Physical MAb-bilayer association as seen by electron microscopy in POPC-Chol (2:1) LUV. (A and B) Electron micrographs of control vesicles devoid of peptide and AISpreTM-containing vesicles (peptide-to-lipid mole ratio, 1:100), respectively. (D, E, G, and H) AISpreTM-containing vesicles incubated with 4E10 (D and E) or 2F5 (G and H) MAbs. These samples consist of vesicles (1 mM) incubated for 5 min with AISpreTM and then supplemented with 50 μg/ml MAb before staining with uranyl acetate. (C and F) Control samples devoid of the AISpreTM peptide. Bars = 100 nm.

FIG. 4.

Stable MAb-vesicle association as determined by flow cytometry. (A) The 4E10 and 2F5 MAbs (50 μg/ml) were incubated with a stirred solution of f-DHPE-labeled LUV (250 μM) under experimental conditions that were otherwise similar to those for leakage blocking (Fig. 2). After 10 min, the fluorescently labeled secondary antibody was added and the resulting mixtures were incubated for 5 min before being analyzed by flow cytometry. The incubation of AISpreTM-containing POPC-Chol vesicles with the 4E10 and 2F5 MAbs rendered double-labeled vesicles (center and top right panels, respectively). This pattern could not be observed in the absence of the MAbs (left panels) or when the MAbs were incubated with bare POPC-Chol vesicles (center and bottom right panels). (B) Differential association of the 4E10 and 2F5 MAbs with AISpreTM-containing POPC-Chol vesicles (1:100 peptide-to-lipid molar ratio) as determined by flow cytometry. The 4E10 (blue traces) and 2F5 (red traces) MAbs were incubated at the final concentrations (μM) indicated with AISpreTM-containing LUV under conditions that were otherwise similar to those in the panel A. Black traces correspond to control samples not incubated with MAb.

FIG. 5.

Dependence of MAb blockage of induced membrane restructuring and MAb-vesicle association on specific epitope recognition. (A) Binding of the 2F5 (red) and 4E10 (blue) MAbs to 1 μM AISpreTM(9,10)A (left) or AISpreTM(17,18)A (right) immobilized on ELISA plaques. (B) Blocking of leakage induced by the addition of 2 μM AISpreTM(9,10)A (left) or 1 μM AISpreTM(17,18)A (right) to POPC-Chol vesicles by the 2F5 (red) and 4E10 (blue) MAbs.

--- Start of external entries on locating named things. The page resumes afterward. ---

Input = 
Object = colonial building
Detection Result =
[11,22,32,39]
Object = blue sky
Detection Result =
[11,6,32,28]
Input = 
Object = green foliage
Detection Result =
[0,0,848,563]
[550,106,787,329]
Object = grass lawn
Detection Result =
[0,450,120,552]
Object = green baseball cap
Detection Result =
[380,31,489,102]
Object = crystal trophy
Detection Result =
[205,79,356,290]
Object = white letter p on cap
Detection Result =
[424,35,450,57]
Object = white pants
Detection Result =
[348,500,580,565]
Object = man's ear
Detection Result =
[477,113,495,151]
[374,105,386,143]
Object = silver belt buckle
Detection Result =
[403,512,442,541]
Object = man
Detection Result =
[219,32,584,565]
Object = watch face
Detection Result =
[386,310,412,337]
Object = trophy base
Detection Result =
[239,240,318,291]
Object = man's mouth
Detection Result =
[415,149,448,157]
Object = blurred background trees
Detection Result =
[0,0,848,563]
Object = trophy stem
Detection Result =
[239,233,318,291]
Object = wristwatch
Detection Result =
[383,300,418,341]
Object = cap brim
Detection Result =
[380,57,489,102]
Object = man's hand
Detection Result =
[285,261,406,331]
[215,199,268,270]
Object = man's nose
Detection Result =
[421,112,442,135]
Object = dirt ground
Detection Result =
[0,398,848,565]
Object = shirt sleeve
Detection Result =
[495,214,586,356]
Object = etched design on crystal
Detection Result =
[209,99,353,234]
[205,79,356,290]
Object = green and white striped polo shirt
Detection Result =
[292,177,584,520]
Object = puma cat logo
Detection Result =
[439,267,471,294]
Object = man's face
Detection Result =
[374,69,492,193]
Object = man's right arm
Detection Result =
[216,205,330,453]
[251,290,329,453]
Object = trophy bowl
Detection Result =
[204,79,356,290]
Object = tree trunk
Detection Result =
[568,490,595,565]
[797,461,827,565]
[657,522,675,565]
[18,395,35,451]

The black trace corresponds to the control without MAb. The MAbs were added at a concentration of 50 μg/ml. The insets display the blocking induced by the same concentration of the 2F5 (left) or 4E10 (right) MAb on the leakage induced by parental AISpreTM. (C) Flow cytometry determination of the association of the 2F5 (red) and 4E10 (blue) MAbs with POPC-Chol vesicles bearing AISpreTM(9,10)A (left) or AISpreTM(17,18)A (right). MAbs were incubated with the vesicles at a concentration of 30 μg/ml.